Why can't we use fissions products for electricity production ?
As far has I know fissions products from current nuclear power plants create enough 'waste' heat to boil water; and temperature decreases too slowly for an human life. So why can't we design a reactor to use this energy.
Answer
Here are some "order-of-magnitude" arguments:
Quoting https://en.wikipedia.org/wiki/Decay_heat#Spent_fuel :
After one year, typical spent nuclear fuel generates about 10 kW of decay heat per tonne, decreasing to about 1 kW/t after ten years
Now since this is heat, you can't convert it to electricity with 100% efficiency, the maximum possible efficiency is given by the Carnot efficiency $\eta$:
$$ \eta \le 1 - \dfrac{T_\mathrm{cold}}{T_\mathrm{hot}} $$
where $T_\mathrm{hot}$ would be the temperature of the spent fuel rods (in Kelvin) and $T_\mathrm{cold}$ would be the temperature of a cold reservoir against which a generator would work. One would have to do another calculation what a reasonable temperature of the fuel rods would be (in practice they currently seem to be kept at 50 degrees C).
With 'primary' fuel typically 55 Gigawatt days per tonne can be produced, i.e. a 1 Gigawatt powerplant would use 365.25 / 55 = 6.6 tonnes per year.
Even assuming you would be able to convert this to electricity with 100% efficiency and assuming an average 5 kilowatts per tonne over 10 years, this would yield about 18'000 Kilowatt days or 0.018 Gigawatt days, about 0.03% of the primary energy production.

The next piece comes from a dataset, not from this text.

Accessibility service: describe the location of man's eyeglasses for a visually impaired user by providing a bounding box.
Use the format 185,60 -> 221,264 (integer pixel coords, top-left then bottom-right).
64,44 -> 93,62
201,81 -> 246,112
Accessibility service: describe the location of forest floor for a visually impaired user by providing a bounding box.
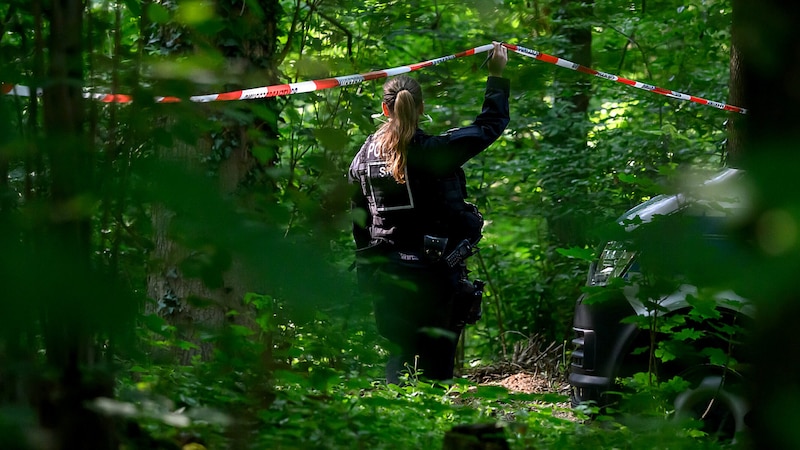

You'll also see from the Carnot efficiency above that higher temperatures imply a higher possible efficiency, i.e. if one can spend some energy to extract the still fissionable material to be used in a reactor again, that is likely to be more efficient in terms of electricity generation.
It's true on the other hand that radioisotope thermoelectric generators (radioactive sources combined with thermocouples) have been used on satellite missions.